So, what's been happening, you ask? Here's the update in a large-ish nutshell:

Tuesday 8/26: Scheduled lumbar puncture (read: spinal tap) required test before transplant. The puncture went fine, but then Gary's low-grade fever he'd been battling on Monday ramped up along with the excruitiating bone pain that we can always associate with a relapse in the leukemia. Since Gary's bone marrow biopsy from 8/19 had come back clear (almost free of disease) the docs at Hopkins were not convinced in the least that his leukemia had come back that quickly. They sent Gary home looped-up on pain killers and throwing up. Thankfully once he got home the nausea subsided and the pain eased up considerably and we had a quiet night's rest. MANY thanks to our true-blue pal Jim Rafferty who drew the short straw that day and took Gary to Hopkins for the lumbar puncture. It turned into quite a hectic day for all of us.

Wednesday 8/27: We took the kids up to the Castro farm in the morning and Gary, Jim and I went back to Hopkins for follow-up blood work. Dropped Jim off at the train station to get him back to DC. The kids spent the night at my Mom's.

Thursday 8/28: 7:00am call for Dr. Smith to say that Gary's blood culture came back postivie for a bacterial infection. This was relayed as good news from the docs, as this, to them, explained Gary's fever and bone pain. We remained highly skeptical. (our family motto is : Trust No One) Gary and I went back to Hopkins to start him on antibiotics to combact the infection and also to sign the consent forms for the transplant. Gary also had his Radiation simulation performed to get the math and physics ready for his Total Body Radiation treatment this Thursday (9/4). The simulation was a snap and bascially involved a physicist and a tape measure. In the true Gary spirit, he was disappointed that none of the equipment got fired up and no actual radiation was unleased.

Friday 8/29: Hung out with our children. Ditched our children to various grandparents and went to dinner with some friends. (Pazza Luna in Locust Point. Very Yummy)

Saturay 8/30: Began chemo regimine to prepare Gary for transplant at 7:30am. One of the drugs he is getting requires that he is infused with large amounts of fluid over the course of the day. Gary was doing great until about 4:00 when his jaw and teeth began to ache and then his joints became very painful. The nurse said it was probably from the fluid (Gary gained 5 pounds that day). Unfortunately, this pain quickly lead into the bone pain and high fever that Gary has been battling on and off. They gave him a lot of pain killers, which promtly made him sick and he was admitted into the hospital for the night. I got home at midnight.

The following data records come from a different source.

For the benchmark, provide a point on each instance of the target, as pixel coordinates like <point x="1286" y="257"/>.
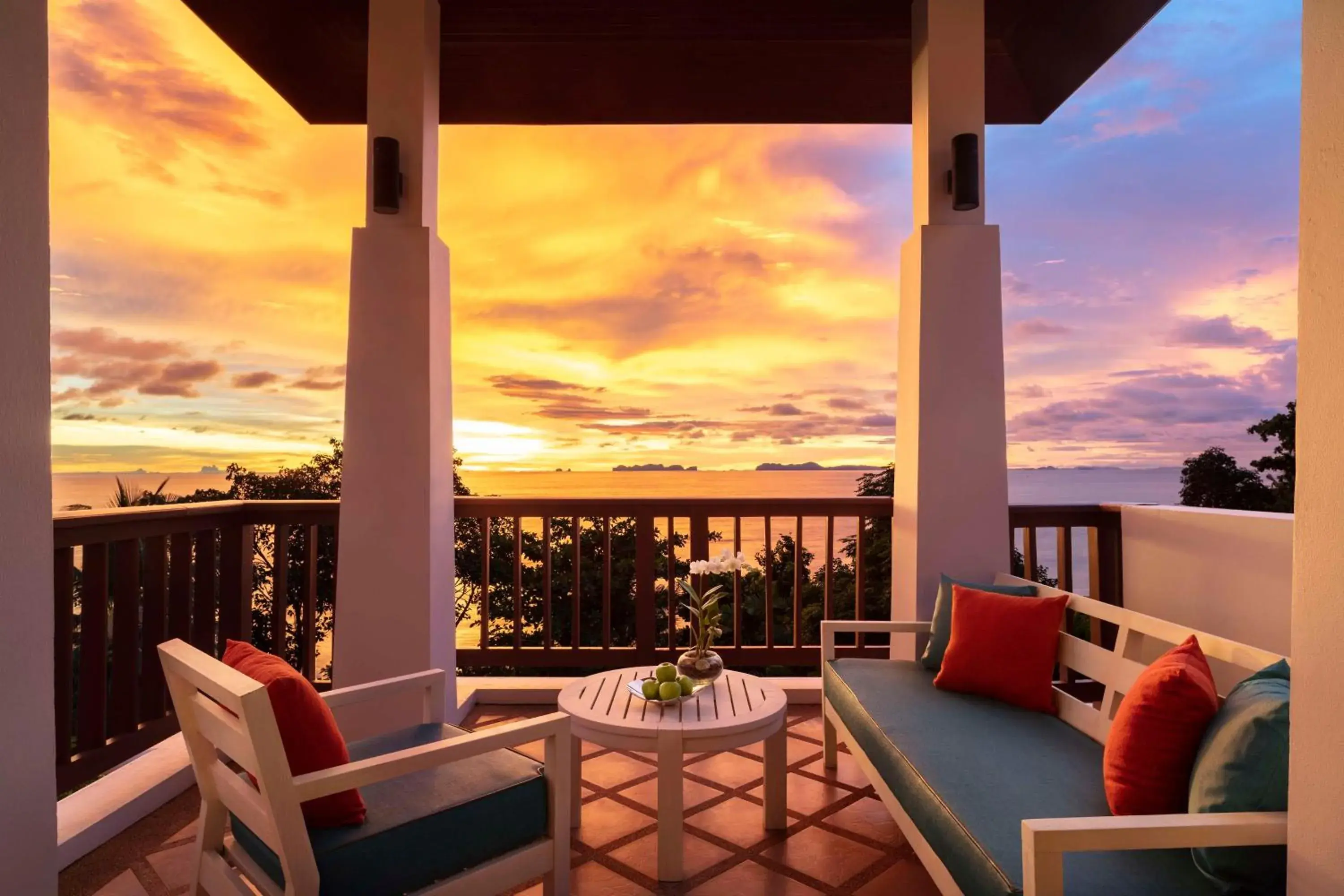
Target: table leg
<point x="670" y="804"/>
<point x="776" y="784"/>
<point x="577" y="781"/>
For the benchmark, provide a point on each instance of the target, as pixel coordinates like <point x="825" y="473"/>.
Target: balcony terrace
<point x="557" y="589"/>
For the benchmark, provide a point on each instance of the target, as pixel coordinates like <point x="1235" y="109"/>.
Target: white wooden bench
<point x="1045" y="841"/>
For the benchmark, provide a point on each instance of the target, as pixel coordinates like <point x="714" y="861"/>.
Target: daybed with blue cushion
<point x="448" y="812"/>
<point x="1000" y="801"/>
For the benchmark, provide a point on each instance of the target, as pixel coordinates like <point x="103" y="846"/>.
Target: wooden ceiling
<point x="550" y="62"/>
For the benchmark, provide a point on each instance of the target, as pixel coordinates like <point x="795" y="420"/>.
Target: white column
<point x="951" y="477"/>
<point x="27" y="747"/>
<point x="1316" y="775"/>
<point x="394" y="602"/>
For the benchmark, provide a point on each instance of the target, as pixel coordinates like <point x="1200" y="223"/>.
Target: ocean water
<point x="1159" y="485"/>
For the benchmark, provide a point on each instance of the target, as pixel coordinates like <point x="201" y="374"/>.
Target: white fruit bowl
<point x="633" y="687"/>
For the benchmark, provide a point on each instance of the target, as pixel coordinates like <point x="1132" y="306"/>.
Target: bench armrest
<point x="831" y="626"/>
<point x="1046" y="840"/>
<point x="554" y="727"/>
<point x="432" y="683"/>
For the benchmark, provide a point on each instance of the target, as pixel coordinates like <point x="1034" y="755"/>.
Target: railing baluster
<point x="154" y="626"/>
<point x="179" y="586"/>
<point x="125" y="636"/>
<point x="578" y="546"/>
<point x="737" y="585"/>
<point x="646" y="575"/>
<point x="236" y="583"/>
<point x="203" y="593"/>
<point x="1029" y="552"/>
<point x="308" y="655"/>
<point x="486" y="582"/>
<point x="93" y="649"/>
<point x="1065" y="556"/>
<point x="861" y="595"/>
<point x="280" y="590"/>
<point x="547" y="638"/>
<point x="671" y="583"/>
<point x="826" y="587"/>
<point x="64" y="570"/>
<point x="518" y="582"/>
<point x="607" y="582"/>
<point x="769" y="586"/>
<point x="797" y="583"/>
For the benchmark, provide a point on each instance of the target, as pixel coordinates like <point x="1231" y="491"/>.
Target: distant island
<point x="812" y="466"/>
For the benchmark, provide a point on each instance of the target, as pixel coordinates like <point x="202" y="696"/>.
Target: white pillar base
<point x="394" y="603"/>
<point x="951" y="476"/>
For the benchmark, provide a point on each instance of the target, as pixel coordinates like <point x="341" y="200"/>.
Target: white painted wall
<point x="1228" y="573"/>
<point x="1316" y="774"/>
<point x="951" y="511"/>
<point x="27" y="747"/>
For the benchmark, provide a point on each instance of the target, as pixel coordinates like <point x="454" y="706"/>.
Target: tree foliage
<point x="1213" y="478"/>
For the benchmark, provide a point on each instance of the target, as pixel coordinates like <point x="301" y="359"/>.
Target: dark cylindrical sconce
<point x="965" y="172"/>
<point x="388" y="177"/>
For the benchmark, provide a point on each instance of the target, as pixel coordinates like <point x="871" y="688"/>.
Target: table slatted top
<point x="736" y="702"/>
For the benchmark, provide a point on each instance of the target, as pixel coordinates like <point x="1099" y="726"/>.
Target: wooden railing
<point x="570" y="585"/>
<point x="128" y="579"/>
<point x="1094" y="528"/>
<point x="624" y="551"/>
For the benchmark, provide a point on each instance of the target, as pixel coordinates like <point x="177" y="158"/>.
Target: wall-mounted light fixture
<point x="389" y="183"/>
<point x="964" y="178"/>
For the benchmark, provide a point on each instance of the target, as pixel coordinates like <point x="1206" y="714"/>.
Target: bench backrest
<point x="1139" y="641"/>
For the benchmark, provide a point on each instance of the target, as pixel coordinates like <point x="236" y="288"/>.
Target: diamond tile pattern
<point x="840" y="840"/>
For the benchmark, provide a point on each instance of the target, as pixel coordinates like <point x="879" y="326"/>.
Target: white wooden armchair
<point x="228" y="716"/>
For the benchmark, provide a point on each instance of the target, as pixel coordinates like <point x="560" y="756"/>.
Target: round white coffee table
<point x="736" y="711"/>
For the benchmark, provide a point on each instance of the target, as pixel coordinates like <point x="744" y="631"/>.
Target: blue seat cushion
<point x="968" y="770"/>
<point x="424" y="827"/>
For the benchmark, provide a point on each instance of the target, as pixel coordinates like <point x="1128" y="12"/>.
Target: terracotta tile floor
<point x="840" y="839"/>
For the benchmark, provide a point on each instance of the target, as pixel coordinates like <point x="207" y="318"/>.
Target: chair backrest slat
<point x="222" y="711"/>
<point x="245" y="802"/>
<point x="225" y="731"/>
<point x="1140" y="640"/>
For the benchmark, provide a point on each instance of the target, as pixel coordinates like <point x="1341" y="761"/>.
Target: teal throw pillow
<point x="1242" y="766"/>
<point x="941" y="630"/>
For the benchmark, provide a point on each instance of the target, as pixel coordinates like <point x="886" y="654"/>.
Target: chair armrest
<point x="432" y="684"/>
<point x="383" y="688"/>
<point x="405" y="762"/>
<point x="1046" y="840"/>
<point x="831" y="626"/>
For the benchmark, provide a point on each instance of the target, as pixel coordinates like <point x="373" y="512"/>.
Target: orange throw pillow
<point x="1156" y="734"/>
<point x="1003" y="646"/>
<point x="307" y="730"/>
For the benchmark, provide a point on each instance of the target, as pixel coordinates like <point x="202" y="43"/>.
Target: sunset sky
<point x="695" y="295"/>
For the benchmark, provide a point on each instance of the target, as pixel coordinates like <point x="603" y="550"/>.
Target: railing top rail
<point x="679" y="507"/>
<point x="72" y="528"/>
<point x="1055" y="515"/>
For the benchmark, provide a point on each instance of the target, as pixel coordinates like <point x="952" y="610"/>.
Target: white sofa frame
<point x="226" y="715"/>
<point x="1045" y="841"/>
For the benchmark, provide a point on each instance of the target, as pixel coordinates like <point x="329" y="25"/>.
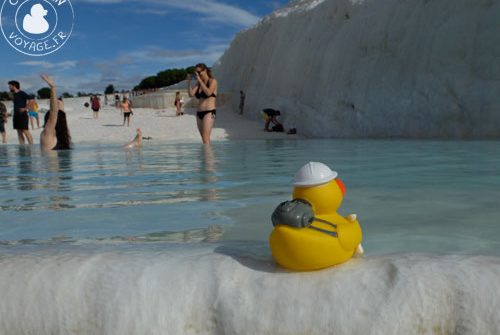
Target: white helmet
<point x="313" y="173"/>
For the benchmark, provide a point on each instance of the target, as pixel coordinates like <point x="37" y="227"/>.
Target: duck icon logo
<point x="36" y="27"/>
<point x="35" y="22"/>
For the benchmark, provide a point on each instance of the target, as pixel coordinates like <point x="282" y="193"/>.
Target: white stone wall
<point x="373" y="68"/>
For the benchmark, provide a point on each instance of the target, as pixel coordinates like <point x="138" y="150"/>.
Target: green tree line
<point x="164" y="78"/>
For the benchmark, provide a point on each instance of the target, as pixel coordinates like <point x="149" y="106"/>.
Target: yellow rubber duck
<point x="317" y="238"/>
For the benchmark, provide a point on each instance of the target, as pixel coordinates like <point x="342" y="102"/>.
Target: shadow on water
<point x="208" y="171"/>
<point x="255" y="257"/>
<point x="25" y="178"/>
<point x="58" y="165"/>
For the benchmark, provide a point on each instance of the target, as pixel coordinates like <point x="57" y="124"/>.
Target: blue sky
<point x="120" y="42"/>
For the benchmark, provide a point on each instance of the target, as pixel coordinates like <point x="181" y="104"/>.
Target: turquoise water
<point x="172" y="239"/>
<point x="435" y="196"/>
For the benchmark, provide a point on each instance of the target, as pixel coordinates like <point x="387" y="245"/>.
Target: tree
<point x="44" y="93"/>
<point x="164" y="78"/>
<point x="110" y="89"/>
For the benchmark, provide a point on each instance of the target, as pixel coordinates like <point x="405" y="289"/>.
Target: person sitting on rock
<point x="271" y="117"/>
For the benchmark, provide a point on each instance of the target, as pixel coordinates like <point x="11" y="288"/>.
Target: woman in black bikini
<point x="55" y="135"/>
<point x="206" y="91"/>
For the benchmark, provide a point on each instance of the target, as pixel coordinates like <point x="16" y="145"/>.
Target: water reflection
<point x="209" y="173"/>
<point x="25" y="178"/>
<point x="58" y="168"/>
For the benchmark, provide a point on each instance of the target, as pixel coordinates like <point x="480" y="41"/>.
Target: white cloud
<point x="48" y="65"/>
<point x="211" y="10"/>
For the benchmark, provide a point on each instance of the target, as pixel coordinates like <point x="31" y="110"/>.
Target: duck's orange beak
<point x="341" y="185"/>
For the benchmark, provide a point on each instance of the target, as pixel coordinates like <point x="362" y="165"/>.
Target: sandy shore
<point x="160" y="125"/>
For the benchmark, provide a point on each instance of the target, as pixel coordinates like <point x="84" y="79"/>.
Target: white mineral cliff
<point x="373" y="68"/>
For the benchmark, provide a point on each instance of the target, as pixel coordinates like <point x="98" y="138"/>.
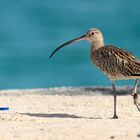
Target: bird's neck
<point x="95" y="45"/>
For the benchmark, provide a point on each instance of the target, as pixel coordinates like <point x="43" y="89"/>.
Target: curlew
<point x="115" y="63"/>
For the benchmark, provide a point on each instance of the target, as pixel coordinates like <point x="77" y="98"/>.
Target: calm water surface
<point x="31" y="29"/>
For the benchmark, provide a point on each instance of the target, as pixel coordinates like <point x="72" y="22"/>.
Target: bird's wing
<point x="119" y="60"/>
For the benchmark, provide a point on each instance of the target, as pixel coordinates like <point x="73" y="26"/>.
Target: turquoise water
<point x="31" y="29"/>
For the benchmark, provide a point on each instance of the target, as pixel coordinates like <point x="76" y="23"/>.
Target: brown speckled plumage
<point x="115" y="63"/>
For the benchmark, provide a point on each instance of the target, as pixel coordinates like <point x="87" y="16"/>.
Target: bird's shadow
<point x="57" y="115"/>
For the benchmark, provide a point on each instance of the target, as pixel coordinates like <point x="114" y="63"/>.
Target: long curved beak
<point x="67" y="43"/>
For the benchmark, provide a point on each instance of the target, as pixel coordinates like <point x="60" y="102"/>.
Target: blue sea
<point x="31" y="29"/>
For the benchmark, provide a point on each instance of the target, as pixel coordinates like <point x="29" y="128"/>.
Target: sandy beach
<point x="68" y="114"/>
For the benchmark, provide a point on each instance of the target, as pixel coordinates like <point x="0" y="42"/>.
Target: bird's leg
<point x="134" y="91"/>
<point x="115" y="99"/>
<point x="135" y="95"/>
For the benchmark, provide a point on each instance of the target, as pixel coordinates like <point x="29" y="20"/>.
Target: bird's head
<point x="93" y="35"/>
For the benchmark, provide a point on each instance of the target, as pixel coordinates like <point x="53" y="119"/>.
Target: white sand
<point x="68" y="114"/>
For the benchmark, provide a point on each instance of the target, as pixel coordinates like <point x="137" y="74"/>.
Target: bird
<point x="114" y="62"/>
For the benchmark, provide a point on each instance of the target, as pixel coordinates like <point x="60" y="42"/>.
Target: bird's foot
<point x="115" y="117"/>
<point x="133" y="93"/>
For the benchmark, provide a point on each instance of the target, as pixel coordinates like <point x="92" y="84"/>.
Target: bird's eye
<point x="92" y="33"/>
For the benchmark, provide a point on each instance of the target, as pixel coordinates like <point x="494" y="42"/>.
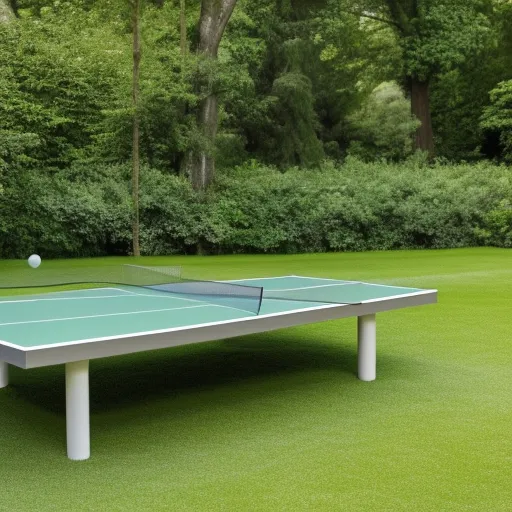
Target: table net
<point x="161" y="279"/>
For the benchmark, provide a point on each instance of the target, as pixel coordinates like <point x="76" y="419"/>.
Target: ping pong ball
<point x="34" y="261"/>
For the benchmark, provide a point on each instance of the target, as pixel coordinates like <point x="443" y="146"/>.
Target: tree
<point x="497" y="117"/>
<point x="6" y="11"/>
<point x="135" y="4"/>
<point x="434" y="37"/>
<point x="200" y="162"/>
<point x="383" y="126"/>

Sunday 8/31: Gary had a pain free night once he got settled in and the pain and nausea medicines did their jobs. He got the same chemo regimine that he had gotten the day before, so we were all on pins and needles to see if the late day pain would come back. It did not, but the nausea kept him awake throughout the night. He spent the night the Hopkins so he could get some help. I collected my orphaned children from my mother's and went home to bed.

Monday 9/1: Libby is 10 months old and is sprouting two teeth. Gary is continuing to battle nausea but he is home now after we spent the day at the hospital. He is currently upstairs sound asleep and I hope he wake up feeling better. The kids are asleep and the house is quiet.

We go back on Tuesday and Wednesday for more chemo and Thursday for the radiation treatment. The transplant is on Friday. We have to go back to Hopkins everyday afterward for about 60 days for drugs and blood work. We are just about to approach the starting line. The finish line is five years down the road when Gary is cancer free. Check your mailboxes at that time for the party invitation of the century.

Sorry we haven't updated everyone in a while, but things have been a whirlwind around here. Gary is putting together a "Transplant 101" document and we should get that up shortly to educate everyone on the transplant process.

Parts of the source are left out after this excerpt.